164 The applicant complains that the Commission failed to adopt the least restrictive measure - requiring the aid in question only to be altered, in accordance with the first subparagraph of Article 93(2) of the Treaty. In so far as the applicant refers, on this point, to Commission Decision 88/454 of 29 March 1988 (Renault), cited above, it suffices to state that in that decision the Commission did not merely order such alteration; instead, Article 2 of that decision orders the Member State concerned to abolish the aid element contained in the loans in question `by requesting their reimbursement or by applying a normal market interest rate to them'.
165 In addition, in the present case, the Commission was not obliged to quantify the actual economic advantage which Air France gained in relation to market conditions. Since the calculation of that advantage would have called for particularly complex economic appraisals regarding, in particular, the market for debentures and bonds in France, the Commission was entitled to rely on a general conclusion that, overall, the risks involved were disproportionate to the advantages to be gained. It did not have to elaborate how a different issue of securities would have been acceptable to a prudent private investor.

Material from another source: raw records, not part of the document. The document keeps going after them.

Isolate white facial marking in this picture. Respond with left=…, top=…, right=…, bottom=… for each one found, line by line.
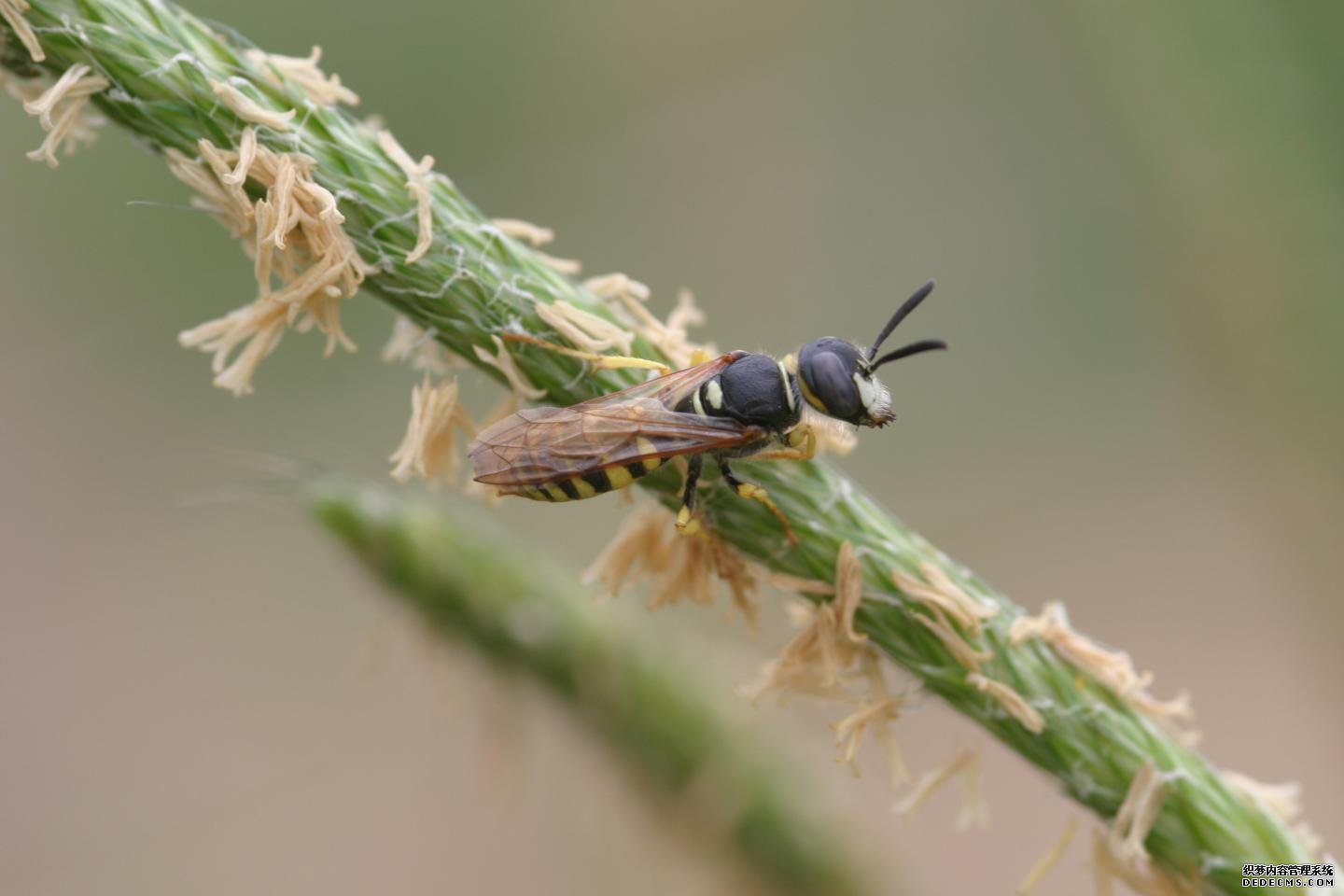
left=705, top=380, right=723, bottom=411
left=853, top=373, right=877, bottom=411
left=779, top=355, right=797, bottom=413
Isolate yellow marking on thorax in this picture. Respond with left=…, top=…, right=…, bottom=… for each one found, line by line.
left=635, top=437, right=663, bottom=471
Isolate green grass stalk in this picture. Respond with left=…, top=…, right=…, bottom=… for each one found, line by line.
left=0, top=0, right=1310, bottom=893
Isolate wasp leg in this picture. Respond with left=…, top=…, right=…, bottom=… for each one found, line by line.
left=715, top=455, right=798, bottom=544
left=501, top=333, right=672, bottom=376
left=751, top=423, right=818, bottom=461
left=676, top=454, right=705, bottom=535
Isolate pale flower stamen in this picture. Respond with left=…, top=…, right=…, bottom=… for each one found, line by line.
left=388, top=373, right=474, bottom=487
left=537, top=300, right=635, bottom=355
left=245, top=47, right=358, bottom=106
left=491, top=217, right=555, bottom=248
left=22, top=63, right=110, bottom=168
left=378, top=131, right=434, bottom=265
left=471, top=336, right=546, bottom=401
left=1016, top=816, right=1078, bottom=896
left=210, top=80, right=297, bottom=131
left=895, top=747, right=989, bottom=830
left=966, top=672, right=1045, bottom=735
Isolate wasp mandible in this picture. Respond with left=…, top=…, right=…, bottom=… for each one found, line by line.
left=469, top=281, right=947, bottom=541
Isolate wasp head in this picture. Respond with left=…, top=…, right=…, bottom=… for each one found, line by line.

166 Since the case involved a very complex issue of securities, which had already been subscribed and whose inherent characteristics could not longer be altered as such, the Commission was therefore entitled to order the repayment of the capital injected. It was under no obligation to enter into discussions with the French Republic on other possible ways and arrangements by which Air France could be granted aid.
167 Consequently, the second plea cannot be upheld either.
168 Since none of the pleas submitted by the applicant has been upheld, the application must be dismissed as unfounded.
Costs
169 Under Article 87(2) of the Rules of Procedure, the unsuccessful party is to be ordered to pay the costs, if they have been asked for in the successful party's pleadings. Since the applicant has been unsuccessful, it must, having regard to the form of order sought by the Commission, be ordered to pay the costs.
On those grounds,
THE COURT OF FIRST INSTANCE
(Second Chamber, Extended Composition)
hereby:
1. Dismisses the application;
2. Orders the applicant to pay the costs.